Books are my creative fuel, and reading is at the very heart of my practice as a writer and an artist. Not many people know this, but I used to work the reference desk in a public library. In many ways, I still feel like a librarian: a big part of the joy of my work is pointing my readers “upstream” to the books I love.
I hope the books I choose will be both useful and beautiful, but most importantly, I hope these books will be fun to read.
I firmly believe that reading should be fun.
(And, again, if you have any questions, please contact Literati!)
Nobody wants to read a book
“It isn’t that people are mean or cruel. They’re just busy. Nobody wants to read your shit.”
—Steven Pressfield
I posted this innocuous photo of our living room bookshelves the other day and people started asking me all kinds of questions, like, “How do you organize your books?” (I don’t) and “What’s the book you gift the most?”
Sacrilegious for someone of my profession to say, maybe, but I don’t like giving people books unless they’re 1) books they’ve asked for 2) really nice editions of books they already love.
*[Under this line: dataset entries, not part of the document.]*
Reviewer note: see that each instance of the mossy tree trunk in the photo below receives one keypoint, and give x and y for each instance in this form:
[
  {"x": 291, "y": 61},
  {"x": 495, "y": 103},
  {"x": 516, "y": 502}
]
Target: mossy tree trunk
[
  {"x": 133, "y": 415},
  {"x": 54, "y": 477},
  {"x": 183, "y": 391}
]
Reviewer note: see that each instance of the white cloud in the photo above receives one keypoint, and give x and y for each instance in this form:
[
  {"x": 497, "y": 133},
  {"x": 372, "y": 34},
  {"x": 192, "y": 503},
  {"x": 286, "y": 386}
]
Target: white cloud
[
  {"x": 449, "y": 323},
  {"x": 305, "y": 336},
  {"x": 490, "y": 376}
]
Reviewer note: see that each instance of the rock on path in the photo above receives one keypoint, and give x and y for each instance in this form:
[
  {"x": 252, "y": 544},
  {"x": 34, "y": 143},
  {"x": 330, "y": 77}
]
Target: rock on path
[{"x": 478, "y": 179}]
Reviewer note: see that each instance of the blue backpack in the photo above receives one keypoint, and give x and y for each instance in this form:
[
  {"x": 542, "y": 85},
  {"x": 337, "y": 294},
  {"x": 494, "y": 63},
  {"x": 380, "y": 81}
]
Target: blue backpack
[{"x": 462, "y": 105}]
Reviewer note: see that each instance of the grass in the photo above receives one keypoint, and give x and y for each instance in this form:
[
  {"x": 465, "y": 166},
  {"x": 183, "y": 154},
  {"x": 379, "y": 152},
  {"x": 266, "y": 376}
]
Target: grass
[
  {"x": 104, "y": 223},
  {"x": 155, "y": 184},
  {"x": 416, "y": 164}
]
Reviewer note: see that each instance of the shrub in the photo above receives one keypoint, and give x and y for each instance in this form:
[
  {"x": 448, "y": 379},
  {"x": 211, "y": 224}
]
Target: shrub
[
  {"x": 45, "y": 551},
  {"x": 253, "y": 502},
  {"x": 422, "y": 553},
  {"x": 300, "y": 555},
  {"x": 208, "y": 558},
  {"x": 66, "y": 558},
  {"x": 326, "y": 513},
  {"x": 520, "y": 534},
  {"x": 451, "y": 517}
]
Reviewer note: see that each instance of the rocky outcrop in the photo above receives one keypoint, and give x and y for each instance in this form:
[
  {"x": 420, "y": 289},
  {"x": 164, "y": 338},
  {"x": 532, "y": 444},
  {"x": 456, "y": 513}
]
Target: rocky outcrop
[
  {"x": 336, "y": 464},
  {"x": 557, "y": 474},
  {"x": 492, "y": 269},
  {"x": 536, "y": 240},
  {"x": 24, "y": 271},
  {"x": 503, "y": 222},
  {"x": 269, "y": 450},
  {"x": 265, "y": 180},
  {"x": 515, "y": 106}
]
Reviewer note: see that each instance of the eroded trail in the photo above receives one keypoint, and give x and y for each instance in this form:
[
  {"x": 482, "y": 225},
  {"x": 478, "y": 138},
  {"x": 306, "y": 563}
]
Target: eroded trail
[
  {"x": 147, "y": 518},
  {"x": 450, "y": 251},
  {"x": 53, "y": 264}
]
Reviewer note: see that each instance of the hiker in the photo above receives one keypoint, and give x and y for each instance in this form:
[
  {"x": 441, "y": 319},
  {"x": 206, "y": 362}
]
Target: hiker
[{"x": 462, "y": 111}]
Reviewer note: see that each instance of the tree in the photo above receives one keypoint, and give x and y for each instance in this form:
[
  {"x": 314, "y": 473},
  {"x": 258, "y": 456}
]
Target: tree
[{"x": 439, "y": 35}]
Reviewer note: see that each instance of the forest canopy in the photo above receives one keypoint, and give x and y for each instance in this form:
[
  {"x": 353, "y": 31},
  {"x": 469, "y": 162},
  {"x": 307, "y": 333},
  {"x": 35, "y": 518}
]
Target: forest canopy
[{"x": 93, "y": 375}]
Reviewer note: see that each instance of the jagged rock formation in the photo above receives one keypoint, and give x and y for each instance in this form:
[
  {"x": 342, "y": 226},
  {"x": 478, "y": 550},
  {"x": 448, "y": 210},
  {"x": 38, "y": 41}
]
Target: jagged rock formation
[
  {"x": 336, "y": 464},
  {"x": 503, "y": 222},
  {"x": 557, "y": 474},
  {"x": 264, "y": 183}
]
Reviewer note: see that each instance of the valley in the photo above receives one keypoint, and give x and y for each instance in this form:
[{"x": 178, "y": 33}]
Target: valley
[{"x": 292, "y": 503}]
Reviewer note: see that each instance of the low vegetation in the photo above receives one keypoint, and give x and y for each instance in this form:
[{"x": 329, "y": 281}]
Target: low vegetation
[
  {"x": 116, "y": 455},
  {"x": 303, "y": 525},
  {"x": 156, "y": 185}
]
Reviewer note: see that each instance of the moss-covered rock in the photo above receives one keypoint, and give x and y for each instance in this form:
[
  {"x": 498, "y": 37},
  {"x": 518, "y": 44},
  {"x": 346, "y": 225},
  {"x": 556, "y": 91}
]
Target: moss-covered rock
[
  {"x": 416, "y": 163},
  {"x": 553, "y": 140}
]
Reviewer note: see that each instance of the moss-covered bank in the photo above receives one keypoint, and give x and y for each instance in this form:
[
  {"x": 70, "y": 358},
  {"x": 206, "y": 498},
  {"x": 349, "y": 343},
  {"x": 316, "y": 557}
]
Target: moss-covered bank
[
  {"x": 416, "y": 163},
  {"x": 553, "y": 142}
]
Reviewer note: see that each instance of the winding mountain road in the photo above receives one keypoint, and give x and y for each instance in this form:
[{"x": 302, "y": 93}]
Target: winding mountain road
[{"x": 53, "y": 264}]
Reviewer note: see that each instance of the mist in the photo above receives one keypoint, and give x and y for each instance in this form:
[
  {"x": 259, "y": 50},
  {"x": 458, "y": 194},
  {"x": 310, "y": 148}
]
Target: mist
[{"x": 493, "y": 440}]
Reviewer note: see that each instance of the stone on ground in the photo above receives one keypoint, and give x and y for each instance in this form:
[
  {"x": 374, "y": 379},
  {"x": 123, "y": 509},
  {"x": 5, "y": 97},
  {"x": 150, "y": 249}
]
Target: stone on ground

Otherwise, it feels like giving someone work. “Did you read that book I gave you yet?!?” (You, though, you should buy lots of my books and gift them indiscriminately. Ha!)
Reading a book requires, by today’s dismal standards, an enormous investment of time and attention, and the writer either honors that investment or suffers the consequences. (As Vonnegut told us, a writer has to be “a good date.”)
In the first major interview with legendary comedy writer John Swartzwelder, “sage of The Simpsons,” he says:
Nobody wants to read a book. You’ve got to catch their eye with something exciting in the first paragraph, while they’re in the process of throwing the book away. If it’s exciting enough, they’ll stop and read it. Then you’ve got to put something even more exciting in the second paragraph, to suck them in further. And so on. It’s exhausting for everybody, but it’s got to be done.
But if you know you have to honor the reader’s time and attention with “good” work, how do you ever get the guts to sit down and write?
You have to be willing to be bad, first, and write a shitty first draft.
That is the whole trouble.
Swartzwelder suggests working with time, and the overnight magic of put it in the drawer, and walk out the door:
I do have a trick that makes things easier for me. Since writing is very hard and rewriting is comparatively easy and rather fun, I always write my scripts all the way through as fast as I can, the first day, if possible, putting in crap jokes and pattern dialogue—“Homer, I don’t want you to do that.” “Then I won’t do it.” Then the next day, when I get up, the script’s been written. It’s lousy, but it’s a script. The hard part is done. It’s like a crappy little elf has snuck into my office and badly done all my work for me, and then left with a tip of his crappy hat. All I have to do from that point on is fix it. So I’ve taken a very hard job, writing, and turned it into an easy one, rewriting, overnight. I advise all writers to do their scripts and other writing this way. And be sure to send me a small royalty every time you do it.
As the interviewer, Mike Sacks, summarized the method: “Create an imperfect world and then improve it.”
(Sacks has published two collections of interviews with comedy writers worth your time: Poking a Dead Frog and And Here’s The Kicker. And Swartzwelder’s novels are here.)
Okay, now I’m off to make something bad that I will fix later!